This is what I've done so far:
Using the formula, we get
$x = \frac{-c \pm \sqrt{c^2 - 24}}{2}$
For solutions to exist, $c \geq 5$. For solutions to be rational, $c^2 - 24$ has to be a perfect square.
I'm kind of stuck now. I'd appreciate if someone can give me a hint or two on how to solve this question. Thanks!
On
Observe that if $x \in \mathbb{Q}$ which is a solution of the equation $x^2 + cx + 6 = 0\text{ } (1)$, then solve for $c$ in terms of $x$ we obtain: $c = -\dfrac{x^2+6}{x}$. Thus if $c = - \dfrac{r^2+6}{r}$ with $r \in \mathbb{Q}\setminus \{0\}$, we prove the solutions of $(1)$ are rational numbers. We have: $x^2+ cx + 6 = 0 \implies x^2 - \left(\dfrac{r^2+6}{r}\right)x + 6 = 0\implies x^2r-r^2x - 6(x-r) = 0\implies (xr-6)(x-r)=0\implies x = r, \dfrac{6}{r}$ which are both rationals.
On
1) What is a rational number ? It is a number which can be written in the form $\frac{p}{q} $ , where $q \neq 0$ and $p , q \in \mathbb Z$
2)
In this case : Let's take the quadratic equation $ax^2+bx+c=0$ where $a \neq 0$.
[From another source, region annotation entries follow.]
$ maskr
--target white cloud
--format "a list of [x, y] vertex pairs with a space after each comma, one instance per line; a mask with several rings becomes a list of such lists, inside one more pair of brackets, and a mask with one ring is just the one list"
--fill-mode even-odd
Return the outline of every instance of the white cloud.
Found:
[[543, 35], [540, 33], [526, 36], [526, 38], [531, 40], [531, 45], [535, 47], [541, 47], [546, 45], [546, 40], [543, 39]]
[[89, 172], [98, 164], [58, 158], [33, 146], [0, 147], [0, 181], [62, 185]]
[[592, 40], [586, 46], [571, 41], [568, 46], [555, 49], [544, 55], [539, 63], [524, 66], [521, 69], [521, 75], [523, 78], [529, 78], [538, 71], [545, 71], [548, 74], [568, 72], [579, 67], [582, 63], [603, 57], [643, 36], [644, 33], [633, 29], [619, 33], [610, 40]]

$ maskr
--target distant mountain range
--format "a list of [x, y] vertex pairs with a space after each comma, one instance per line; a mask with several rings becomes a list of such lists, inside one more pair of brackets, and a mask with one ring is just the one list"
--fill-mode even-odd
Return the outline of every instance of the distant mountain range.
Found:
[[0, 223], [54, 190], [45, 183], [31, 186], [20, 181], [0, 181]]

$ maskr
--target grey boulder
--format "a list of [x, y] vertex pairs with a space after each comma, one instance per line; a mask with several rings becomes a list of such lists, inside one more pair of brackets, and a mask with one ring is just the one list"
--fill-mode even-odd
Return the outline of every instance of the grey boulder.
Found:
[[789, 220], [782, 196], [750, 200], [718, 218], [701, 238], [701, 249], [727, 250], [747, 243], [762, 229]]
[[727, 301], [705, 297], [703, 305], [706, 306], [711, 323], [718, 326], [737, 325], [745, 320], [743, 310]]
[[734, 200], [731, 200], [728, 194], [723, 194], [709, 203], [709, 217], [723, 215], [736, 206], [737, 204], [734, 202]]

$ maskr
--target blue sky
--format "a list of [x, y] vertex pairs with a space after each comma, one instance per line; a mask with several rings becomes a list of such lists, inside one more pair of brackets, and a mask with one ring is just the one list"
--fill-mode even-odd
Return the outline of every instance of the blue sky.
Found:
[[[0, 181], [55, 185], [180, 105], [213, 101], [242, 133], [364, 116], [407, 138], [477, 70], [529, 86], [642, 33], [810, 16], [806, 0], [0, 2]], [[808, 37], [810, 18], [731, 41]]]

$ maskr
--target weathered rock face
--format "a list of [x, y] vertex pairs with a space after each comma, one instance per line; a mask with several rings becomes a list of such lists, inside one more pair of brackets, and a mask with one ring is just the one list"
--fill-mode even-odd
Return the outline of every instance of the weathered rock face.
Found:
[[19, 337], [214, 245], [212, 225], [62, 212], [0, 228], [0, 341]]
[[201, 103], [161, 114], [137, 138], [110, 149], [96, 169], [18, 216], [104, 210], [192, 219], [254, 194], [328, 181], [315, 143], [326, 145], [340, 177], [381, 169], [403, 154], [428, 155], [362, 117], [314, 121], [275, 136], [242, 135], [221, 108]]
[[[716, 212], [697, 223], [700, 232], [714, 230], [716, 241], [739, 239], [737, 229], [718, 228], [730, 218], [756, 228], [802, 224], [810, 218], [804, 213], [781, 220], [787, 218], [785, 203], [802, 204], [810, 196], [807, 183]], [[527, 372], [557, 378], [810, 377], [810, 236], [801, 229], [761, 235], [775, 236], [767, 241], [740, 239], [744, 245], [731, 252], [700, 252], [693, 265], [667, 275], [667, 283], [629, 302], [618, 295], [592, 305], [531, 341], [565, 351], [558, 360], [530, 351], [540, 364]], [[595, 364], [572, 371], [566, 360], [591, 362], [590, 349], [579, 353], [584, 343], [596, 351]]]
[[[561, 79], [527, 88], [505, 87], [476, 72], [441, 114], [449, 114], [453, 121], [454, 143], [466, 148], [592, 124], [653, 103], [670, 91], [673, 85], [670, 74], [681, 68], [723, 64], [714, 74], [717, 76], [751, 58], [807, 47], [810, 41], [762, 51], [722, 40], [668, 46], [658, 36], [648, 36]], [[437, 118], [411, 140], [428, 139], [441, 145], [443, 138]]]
We all know that the roots are given by , $$x=\frac{-b \pm \sqrt{b^2-4ac}}{2a}$$
Case 1 : Suppose that $a,b,c \in \mathbb Q$.
Then $x$ is rational if and only if $b^2-4ac$ is a perfect square or zero $(0,1,4,9,16,...)$.
Now we need to make $b^2-4ac$ a perfect square !
Now observe that if $a+b+c=0$ , then $b^2-4ac = (-a-c)^2-4ac=(a-c)^2$
That is if $a,b,c \in \mathbb Q$ and $a+b+c=0$ then the solutions are rational.
Case 2 : Suppose that $a,b,c \in \mathbb Q$.
If $c=0$ , then all the roots are rational. (This is easy if all $a,b,c$ are rationals)
Case 3 : Suppose that $b,c \in \mathbb R- \mathbb Q$.(If $a$ is irrational we can divide by $a$ )
$a+b+c=0$ condition does not satisfy.
Ex : $(1-\sqrt{2})x^2-2x+(1+\sqrt{2})=0$
If the solutions of $x^2+cx+6$ are rational, then $$ x^2+cx+6=(x-a)(x-b)=x^2-(a+b)x+ab $$ for rational $a,b$. Then we have $ab=6$, and $c$ is given by $c=-a-b$. We can choose any rational number $a\neq 0$, then $b=6/a$ and $c=-\frac{a^2+6}{a}$.